Bengaluru/New York — Skechers has agreed to be taken private by 3G Capital for $9.42bn in the footwear industry’s biggest buyout yet, exiting public markets after 26 years as the popular shoe brand grapples with the impact of steep US tariffs.

Investment firm 3G Capital has offered $63 per Skechers share in cash, the footwear brand said on Monday.

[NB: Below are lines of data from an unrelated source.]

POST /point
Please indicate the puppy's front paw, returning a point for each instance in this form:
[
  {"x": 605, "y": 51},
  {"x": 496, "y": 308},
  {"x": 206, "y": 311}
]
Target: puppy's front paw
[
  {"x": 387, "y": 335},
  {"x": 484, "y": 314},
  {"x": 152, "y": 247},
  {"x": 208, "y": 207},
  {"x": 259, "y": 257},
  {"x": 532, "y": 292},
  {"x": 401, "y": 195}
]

That represents a 28% premium to the stock’s Friday close.

Skechers shares jumped 25% to $61.86 on the news, regaining some ground after dropping nearly 30% this year as the company withdrew its annual results forecast in April and warned of the fallout from President Donald Trump’s 145% import tariff on Chinese goods.

China accounts for a bulk of imports for the brand’s US business.

Needham analyst Tom Nikic said the deal talks may have been accelerated by the volatile macro environment — driven by tariffs, weakening consumer sentiment and troubled China-US relations — and the company may have wished to navigate these challenges without being under Wall Street’s scrutiny.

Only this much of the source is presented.